The figures Rankin highlights underline the continuing governmental failures over the past 12 years to address the issue of GP numbers. Just consider the following: 

– Recruitment from abroad has long been used to boost NHS numbers, and the trainee GP sector is no exception. But just last week Pulse revealed that only 124 doctors recruited via NHS England’s international programme are still practising here – only 155 GPs had actually been recruited under the programme between 2018 and 2021, against a target of 2,000, and 31 had already left the programme during the same period. Brexit has perhaps justifiably been cited as one reason for these low numbers, with BMA spokesperson Dr Kieran Sharrock explaining, “You’ve got to remember that this all coincided with a period when the UK voted to leave the EU. The doctors who were being recruited were being recruited from across the EU and it created significant uncertainty for them.”

– And adding to that sense of uncertainty must surely be the risk of deportation. Earlier this month RCGP professional development vice chair Dr Margaret Ikpoh told the HSCC inquiry into the future of general practice that new doctors are “literally going from celebrating the fact that they’ve become a GP to receiving letters threatening them with deportation”. In April it was revealed that up to 1,000 overseas GPs were at risk despite completing their training because of complex immigration rules stopping them from extending their visas. Tellingly, the Doctors’ Association UK notes that a Bill to give indefinite leave to remain to all staff working for the NHS has repeatedly been “kicked into the long grass”.

The wrong focus?

However, by focusing on the salaried model for GPs, Javid appears to be dodging all the difficult questions relating to recruitment and funding, and is instead pushing a proposal within a sector that has already gone some way to embracing it – a much easier challenge. After all, a letter in the BMJ in March, reacting to Javid’s proposal, floated the notion that this model would make GPs more malleable – as the correspondent explained, “The salaried model is automatically assumed to be the lowest common denominator, where GPs are dictated to by others.”

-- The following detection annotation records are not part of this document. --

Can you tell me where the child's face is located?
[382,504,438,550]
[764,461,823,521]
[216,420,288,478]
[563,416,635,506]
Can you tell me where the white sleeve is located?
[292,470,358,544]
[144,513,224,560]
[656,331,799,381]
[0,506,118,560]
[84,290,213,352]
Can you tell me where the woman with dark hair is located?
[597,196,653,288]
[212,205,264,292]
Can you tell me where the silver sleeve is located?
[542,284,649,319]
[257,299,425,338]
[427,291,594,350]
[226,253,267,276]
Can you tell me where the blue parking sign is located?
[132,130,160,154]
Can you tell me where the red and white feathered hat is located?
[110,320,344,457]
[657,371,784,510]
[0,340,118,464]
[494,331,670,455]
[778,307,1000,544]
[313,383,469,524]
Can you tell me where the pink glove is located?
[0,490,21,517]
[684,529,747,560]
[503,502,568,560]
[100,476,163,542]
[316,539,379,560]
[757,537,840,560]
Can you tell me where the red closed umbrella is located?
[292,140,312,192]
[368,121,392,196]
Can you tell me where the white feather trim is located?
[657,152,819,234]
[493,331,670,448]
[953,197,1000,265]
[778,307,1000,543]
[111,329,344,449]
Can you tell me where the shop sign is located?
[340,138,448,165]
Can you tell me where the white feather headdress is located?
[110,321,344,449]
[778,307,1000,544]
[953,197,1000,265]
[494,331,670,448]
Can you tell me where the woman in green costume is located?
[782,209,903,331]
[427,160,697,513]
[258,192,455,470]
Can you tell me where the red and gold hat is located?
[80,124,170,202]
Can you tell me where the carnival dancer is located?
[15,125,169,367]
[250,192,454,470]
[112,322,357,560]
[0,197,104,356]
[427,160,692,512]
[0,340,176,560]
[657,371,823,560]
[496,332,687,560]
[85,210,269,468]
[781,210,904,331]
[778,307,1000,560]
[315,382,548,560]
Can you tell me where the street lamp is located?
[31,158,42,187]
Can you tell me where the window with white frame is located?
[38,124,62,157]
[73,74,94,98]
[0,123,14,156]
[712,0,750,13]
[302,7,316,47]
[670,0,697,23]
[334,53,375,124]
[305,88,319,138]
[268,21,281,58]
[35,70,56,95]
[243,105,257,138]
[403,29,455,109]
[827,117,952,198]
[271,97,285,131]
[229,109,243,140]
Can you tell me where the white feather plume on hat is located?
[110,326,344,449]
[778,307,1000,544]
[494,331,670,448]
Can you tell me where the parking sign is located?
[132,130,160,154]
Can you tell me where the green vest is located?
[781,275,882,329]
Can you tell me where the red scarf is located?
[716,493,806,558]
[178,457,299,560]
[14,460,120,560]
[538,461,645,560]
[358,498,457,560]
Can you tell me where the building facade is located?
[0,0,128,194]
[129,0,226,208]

In May, a Pulse survey of GPs found that 41 per cent of respondents would consider becoming a salaried GP, and that half of the GP workforce already consisted of salaried and locum GPs. And according to GPonline earlier this month, senior GPs are now warning that Javid’s proposals “have already exacerbated reluctance among GPs to take on partnership roles, with interest in partnerships ‘collapsing like a Jenga stack’”.

So even though in May the BMA’s GP committee voted to reject “NHS England’s approach in replacing general practice with a one-size model all-salaried service”, other elements within primary care may not be so resistant to Javid’s ‘nationalising’ initiative. Of more concern, perhaps, is the possibility – as noted by one GP – that once practices are under the control of hospital trusts, private health providers could eventually step in to privatise them.